When something grows exponentially, its value at each step is the same constant factor times its value at the previous step. 1, 2, 4, 8, 16 is an example in which the constant factor (the “power”) is 2. To say that a quantity “grows exponentially” is just to say that its growth over time has this particular quality: a constant *ratio* of change. Where the power involved is greater than 1, not only does the quantity itself grow without limit, the rate of growth grows without limit, as does the rate of growth of the rate of growth, and so on. If the power is significantly greater than 1, the quantity becomes enormous remarkably quickly.

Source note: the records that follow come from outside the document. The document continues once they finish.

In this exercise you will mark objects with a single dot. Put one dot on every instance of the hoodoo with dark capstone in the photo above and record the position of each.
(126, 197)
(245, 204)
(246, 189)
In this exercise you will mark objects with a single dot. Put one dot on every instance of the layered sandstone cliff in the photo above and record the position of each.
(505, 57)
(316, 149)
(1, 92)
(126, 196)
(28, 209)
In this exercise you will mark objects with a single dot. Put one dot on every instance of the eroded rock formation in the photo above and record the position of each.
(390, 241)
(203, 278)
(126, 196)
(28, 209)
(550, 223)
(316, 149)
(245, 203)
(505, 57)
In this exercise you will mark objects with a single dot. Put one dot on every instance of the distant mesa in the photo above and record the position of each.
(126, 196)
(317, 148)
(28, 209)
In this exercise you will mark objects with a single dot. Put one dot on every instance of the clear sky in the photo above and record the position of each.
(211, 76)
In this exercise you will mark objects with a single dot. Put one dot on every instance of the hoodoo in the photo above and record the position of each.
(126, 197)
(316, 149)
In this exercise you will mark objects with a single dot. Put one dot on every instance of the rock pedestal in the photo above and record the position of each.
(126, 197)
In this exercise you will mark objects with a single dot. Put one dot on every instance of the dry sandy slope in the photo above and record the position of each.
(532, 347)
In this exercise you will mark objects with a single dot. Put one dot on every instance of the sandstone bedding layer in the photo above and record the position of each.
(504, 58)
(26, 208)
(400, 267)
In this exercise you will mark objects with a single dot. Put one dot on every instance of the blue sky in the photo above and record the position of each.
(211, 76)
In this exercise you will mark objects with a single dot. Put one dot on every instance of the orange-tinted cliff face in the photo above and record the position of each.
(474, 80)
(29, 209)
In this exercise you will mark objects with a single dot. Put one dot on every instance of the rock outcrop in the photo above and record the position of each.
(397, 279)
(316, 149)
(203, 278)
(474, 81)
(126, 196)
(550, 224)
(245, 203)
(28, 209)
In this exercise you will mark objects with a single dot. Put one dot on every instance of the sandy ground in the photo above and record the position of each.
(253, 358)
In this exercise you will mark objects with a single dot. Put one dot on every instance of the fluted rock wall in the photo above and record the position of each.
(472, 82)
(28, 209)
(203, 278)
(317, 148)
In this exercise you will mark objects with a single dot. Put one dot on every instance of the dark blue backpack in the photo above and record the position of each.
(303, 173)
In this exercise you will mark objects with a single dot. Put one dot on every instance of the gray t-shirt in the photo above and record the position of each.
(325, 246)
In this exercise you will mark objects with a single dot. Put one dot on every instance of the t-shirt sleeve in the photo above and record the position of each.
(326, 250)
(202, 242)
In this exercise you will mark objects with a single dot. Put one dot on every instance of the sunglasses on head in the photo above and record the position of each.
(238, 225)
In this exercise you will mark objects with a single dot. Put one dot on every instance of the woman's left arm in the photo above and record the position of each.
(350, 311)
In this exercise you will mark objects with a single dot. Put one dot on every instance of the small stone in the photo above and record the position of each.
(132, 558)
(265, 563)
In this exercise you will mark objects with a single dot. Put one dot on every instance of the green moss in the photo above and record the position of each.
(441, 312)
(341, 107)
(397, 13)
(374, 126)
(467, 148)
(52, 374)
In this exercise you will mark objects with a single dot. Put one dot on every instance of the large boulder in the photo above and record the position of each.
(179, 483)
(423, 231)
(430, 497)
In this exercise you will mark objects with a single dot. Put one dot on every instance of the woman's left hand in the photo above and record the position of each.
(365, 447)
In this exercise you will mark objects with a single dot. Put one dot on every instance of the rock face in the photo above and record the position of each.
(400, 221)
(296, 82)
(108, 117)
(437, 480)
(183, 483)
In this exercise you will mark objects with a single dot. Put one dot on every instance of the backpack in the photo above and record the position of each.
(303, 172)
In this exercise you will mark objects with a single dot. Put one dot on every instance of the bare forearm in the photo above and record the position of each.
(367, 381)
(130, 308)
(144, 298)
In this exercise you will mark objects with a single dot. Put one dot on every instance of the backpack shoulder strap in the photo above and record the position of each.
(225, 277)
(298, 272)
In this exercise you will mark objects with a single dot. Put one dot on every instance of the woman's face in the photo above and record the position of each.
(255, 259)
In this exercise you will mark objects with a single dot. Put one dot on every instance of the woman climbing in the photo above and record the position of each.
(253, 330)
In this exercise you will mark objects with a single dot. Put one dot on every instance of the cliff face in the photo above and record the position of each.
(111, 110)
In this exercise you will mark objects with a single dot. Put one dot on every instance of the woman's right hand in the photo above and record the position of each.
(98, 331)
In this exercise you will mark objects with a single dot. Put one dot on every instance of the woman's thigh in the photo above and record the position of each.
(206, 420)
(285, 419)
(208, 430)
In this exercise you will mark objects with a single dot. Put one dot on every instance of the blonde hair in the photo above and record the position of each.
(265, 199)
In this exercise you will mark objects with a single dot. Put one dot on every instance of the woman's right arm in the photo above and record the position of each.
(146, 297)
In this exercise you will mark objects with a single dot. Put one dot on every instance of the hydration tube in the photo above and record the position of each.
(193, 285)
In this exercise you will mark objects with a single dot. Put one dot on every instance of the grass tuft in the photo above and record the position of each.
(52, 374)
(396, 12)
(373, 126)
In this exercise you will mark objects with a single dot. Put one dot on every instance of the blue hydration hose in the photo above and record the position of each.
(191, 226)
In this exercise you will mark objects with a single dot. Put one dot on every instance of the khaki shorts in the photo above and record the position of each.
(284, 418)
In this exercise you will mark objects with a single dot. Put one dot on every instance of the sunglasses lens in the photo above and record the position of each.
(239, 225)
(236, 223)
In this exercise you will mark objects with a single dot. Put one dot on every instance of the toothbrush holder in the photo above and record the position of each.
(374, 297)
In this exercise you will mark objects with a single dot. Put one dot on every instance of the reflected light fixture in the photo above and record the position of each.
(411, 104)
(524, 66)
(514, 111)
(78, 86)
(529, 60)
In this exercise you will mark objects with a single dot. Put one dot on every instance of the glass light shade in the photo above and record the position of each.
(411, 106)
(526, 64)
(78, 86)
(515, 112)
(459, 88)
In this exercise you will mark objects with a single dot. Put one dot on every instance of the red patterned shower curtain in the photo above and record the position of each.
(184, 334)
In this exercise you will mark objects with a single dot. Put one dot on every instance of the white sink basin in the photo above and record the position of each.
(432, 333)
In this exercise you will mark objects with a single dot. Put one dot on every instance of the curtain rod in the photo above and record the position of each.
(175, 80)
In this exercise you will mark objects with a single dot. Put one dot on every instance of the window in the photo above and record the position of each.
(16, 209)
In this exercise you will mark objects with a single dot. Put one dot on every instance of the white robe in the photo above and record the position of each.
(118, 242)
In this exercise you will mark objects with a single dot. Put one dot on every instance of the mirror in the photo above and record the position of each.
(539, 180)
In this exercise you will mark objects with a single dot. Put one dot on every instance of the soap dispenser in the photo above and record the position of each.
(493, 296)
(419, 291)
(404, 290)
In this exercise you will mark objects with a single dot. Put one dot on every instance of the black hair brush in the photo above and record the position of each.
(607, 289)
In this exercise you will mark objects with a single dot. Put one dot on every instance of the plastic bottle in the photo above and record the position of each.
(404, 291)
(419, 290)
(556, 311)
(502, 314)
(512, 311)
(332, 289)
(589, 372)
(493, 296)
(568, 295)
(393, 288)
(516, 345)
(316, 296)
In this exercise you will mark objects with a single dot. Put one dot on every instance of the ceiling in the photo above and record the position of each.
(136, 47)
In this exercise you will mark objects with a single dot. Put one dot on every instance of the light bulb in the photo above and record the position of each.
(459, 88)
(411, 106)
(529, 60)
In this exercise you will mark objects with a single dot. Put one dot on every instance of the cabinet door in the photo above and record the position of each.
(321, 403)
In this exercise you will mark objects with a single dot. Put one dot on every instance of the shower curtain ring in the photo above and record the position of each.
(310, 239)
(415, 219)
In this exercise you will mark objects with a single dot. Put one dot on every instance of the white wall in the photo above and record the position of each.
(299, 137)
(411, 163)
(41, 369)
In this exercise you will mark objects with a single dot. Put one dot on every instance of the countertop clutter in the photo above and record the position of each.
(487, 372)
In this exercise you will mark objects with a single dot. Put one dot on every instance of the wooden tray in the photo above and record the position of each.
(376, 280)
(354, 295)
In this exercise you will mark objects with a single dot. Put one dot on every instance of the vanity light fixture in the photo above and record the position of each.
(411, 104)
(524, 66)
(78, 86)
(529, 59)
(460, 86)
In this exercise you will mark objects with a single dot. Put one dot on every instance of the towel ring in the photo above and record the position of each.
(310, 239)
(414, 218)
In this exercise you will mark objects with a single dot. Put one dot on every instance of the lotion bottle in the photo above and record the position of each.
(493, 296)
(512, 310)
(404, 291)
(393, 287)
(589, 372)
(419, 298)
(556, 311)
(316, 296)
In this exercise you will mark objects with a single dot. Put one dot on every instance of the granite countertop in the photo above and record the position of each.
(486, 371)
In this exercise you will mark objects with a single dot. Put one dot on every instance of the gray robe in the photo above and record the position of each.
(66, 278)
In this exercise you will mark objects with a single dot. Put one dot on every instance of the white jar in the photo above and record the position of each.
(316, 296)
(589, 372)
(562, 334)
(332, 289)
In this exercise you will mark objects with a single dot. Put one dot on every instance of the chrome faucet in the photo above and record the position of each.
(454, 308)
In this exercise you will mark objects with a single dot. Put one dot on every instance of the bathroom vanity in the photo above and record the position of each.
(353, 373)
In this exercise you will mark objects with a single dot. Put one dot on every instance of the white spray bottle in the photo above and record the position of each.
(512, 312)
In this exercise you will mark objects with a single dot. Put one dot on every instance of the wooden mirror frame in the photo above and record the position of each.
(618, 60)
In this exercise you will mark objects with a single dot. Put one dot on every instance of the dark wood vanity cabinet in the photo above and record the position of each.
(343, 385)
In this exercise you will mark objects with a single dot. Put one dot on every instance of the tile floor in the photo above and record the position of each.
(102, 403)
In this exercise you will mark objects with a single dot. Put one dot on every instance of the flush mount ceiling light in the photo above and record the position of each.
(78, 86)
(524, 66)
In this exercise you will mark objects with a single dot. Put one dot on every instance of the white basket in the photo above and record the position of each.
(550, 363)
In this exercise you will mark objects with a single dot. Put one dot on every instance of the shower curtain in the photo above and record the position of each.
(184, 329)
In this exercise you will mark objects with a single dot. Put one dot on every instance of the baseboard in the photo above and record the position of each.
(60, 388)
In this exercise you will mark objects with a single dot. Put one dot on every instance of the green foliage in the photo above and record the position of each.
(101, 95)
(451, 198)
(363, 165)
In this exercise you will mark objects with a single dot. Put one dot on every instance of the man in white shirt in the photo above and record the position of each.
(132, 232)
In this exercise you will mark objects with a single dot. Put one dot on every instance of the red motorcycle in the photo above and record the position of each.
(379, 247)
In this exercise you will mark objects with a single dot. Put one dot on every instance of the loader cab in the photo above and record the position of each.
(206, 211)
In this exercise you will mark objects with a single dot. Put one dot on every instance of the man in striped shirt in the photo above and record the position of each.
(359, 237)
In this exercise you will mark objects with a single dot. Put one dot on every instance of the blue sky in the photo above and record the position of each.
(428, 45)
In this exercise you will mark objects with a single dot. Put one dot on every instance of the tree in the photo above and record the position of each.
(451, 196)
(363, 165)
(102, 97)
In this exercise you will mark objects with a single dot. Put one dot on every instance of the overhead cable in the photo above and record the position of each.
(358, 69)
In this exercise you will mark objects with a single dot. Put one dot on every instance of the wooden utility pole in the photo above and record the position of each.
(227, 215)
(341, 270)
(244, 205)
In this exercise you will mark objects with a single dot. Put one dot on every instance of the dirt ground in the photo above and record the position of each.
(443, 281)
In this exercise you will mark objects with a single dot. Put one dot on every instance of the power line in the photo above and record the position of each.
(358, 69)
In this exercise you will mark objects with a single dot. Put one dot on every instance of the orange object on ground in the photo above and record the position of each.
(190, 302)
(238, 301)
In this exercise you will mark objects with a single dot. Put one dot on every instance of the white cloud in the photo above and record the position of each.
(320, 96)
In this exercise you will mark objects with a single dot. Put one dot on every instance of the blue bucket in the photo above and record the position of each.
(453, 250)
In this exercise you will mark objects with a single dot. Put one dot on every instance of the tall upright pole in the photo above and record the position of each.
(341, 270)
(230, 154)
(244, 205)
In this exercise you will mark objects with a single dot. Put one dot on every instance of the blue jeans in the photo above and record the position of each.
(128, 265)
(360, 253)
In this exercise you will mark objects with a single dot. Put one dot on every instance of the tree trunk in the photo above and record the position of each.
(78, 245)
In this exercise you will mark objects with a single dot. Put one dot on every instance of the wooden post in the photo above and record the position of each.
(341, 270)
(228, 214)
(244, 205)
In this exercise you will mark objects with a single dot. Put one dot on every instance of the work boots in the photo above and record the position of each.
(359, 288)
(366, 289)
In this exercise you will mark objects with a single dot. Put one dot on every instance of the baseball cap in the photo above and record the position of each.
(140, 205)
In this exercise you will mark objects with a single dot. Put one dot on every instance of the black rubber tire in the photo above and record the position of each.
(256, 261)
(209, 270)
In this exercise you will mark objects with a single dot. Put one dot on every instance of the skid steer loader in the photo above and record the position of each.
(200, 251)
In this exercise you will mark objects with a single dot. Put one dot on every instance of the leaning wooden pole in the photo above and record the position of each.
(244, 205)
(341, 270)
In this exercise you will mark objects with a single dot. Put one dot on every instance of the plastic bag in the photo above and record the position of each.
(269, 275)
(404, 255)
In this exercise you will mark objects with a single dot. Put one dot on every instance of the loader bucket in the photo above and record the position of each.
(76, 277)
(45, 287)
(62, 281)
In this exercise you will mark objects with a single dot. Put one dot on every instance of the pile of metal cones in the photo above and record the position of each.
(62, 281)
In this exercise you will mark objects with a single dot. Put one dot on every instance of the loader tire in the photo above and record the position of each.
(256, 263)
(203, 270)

This association of “exponential” with explosive growth leads people to say—incorrectly and annoyingly—that any sudden or dramatic growth is “exponential.” The usage is bothersome in multiple ways. First, not all exponential growth is rapid at first. Where the exponent is just barely greater than 1—let us say, for example, 1.0000001—the quantity involved will grow quite slowly for quite some time. Second, where you have only two data points (small before and large after), almost any function works just as well as an exponential function. You could call it “logarithmic growth” or “quadratic growth” or “sinusoidal growth” and be just as accurate. Calling it any of these names misses the point that you don’t have enough information to determine the mathematical quality of the growth.

If you have a series of values that are approximated by an exponential curve, then by all means, go ahead and refer to the “exponential growth.” (And if you have a curve that grows exponentially backwards in time, call it “exponential decay.”) But if all you have is a sharp increase, find a name for it that doesn’t already have a precise mathematical meaning. “Sudden and dramatic growth” is perfectly fine, as is referring to an “x percent increase” for some impressively large value of x But please do not perpetuate the bad habit of referring to every increase as “exponential.” Not all crunches are sickening; not all growth is exponential.